Quantitative analysis of the statements of the candidates for the election of the 44th student's parliament of Bonn
We want to analyze the statements of the seven lists candidating for the election of the 44th student's parliament of Bonn. These statements were published in the election magazine and each span four pages.
First, we have to extract the statements from the published pdf file.
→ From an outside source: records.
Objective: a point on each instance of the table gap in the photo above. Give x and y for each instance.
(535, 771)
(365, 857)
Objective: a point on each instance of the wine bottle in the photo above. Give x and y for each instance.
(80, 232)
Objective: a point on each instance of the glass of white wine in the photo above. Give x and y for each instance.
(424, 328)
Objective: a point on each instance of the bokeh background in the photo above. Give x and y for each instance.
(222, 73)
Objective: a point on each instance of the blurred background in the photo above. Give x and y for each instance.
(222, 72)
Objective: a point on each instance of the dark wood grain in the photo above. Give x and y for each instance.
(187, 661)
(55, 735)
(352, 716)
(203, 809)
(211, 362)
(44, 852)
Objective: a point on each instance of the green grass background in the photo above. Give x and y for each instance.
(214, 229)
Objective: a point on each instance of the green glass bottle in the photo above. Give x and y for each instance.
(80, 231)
For this we need to resort to optical character recognition (OCR) since some statements are included as page-spanning images. For the OCR, we use the python wrapper of tesseract
. For the extraction of pdf pages as images we use pdf2image
.
The ocr script can be found in ocr.py
.
usage: OCR recognition of pdf pages [-h] [--path PATH] [--num-pages NUM_PAGES] [--lang LANG] first_page
Transforms pdf pages to Pillow Images using pdf2image and then uses tesseract for OCR. The recognized text is printed to stdout.
positional arguments:
first_page Number of the first page to consider
optional arguments:
-h, --help show this help message and exit
--path PATH Path of the pdf file (default: Wahlzeitung_2022.pdf)
--num-pages NUM_PAGES
Number of pages to consider, starting from first_page (default: 4)
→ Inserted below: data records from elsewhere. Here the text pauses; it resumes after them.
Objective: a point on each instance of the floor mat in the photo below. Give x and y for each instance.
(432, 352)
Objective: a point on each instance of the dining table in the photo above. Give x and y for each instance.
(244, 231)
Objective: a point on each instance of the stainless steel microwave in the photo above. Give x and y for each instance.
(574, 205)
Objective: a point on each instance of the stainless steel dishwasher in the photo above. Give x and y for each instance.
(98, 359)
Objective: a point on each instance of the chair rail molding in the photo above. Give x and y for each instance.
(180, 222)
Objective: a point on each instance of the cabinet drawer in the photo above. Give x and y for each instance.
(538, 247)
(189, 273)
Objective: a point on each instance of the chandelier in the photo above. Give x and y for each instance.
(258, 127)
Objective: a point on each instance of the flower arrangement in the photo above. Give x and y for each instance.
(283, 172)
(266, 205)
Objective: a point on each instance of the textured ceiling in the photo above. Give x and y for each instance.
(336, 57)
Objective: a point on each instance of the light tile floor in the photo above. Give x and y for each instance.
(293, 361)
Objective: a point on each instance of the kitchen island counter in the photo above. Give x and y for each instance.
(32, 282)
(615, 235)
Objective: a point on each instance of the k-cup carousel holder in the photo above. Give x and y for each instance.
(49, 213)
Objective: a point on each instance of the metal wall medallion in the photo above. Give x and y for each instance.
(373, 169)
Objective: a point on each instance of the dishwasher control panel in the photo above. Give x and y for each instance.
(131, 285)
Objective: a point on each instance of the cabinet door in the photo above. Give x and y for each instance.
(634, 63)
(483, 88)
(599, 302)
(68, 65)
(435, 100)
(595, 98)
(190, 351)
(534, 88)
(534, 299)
--lang LANG three letter language code of the text to recognize (default: deu)
It can be invoked as
$ python ocr.py 34 > lp.log
The resulting text needs some (manual) processing, mostly due to misrecognized two-column layouts. You can finde our processed texts in the data
folder. We decided to remove the names of individual candidates and their subjects (which are included in some statements).
to be added
The author is himself a candidate for the Liste Poppelsdorf.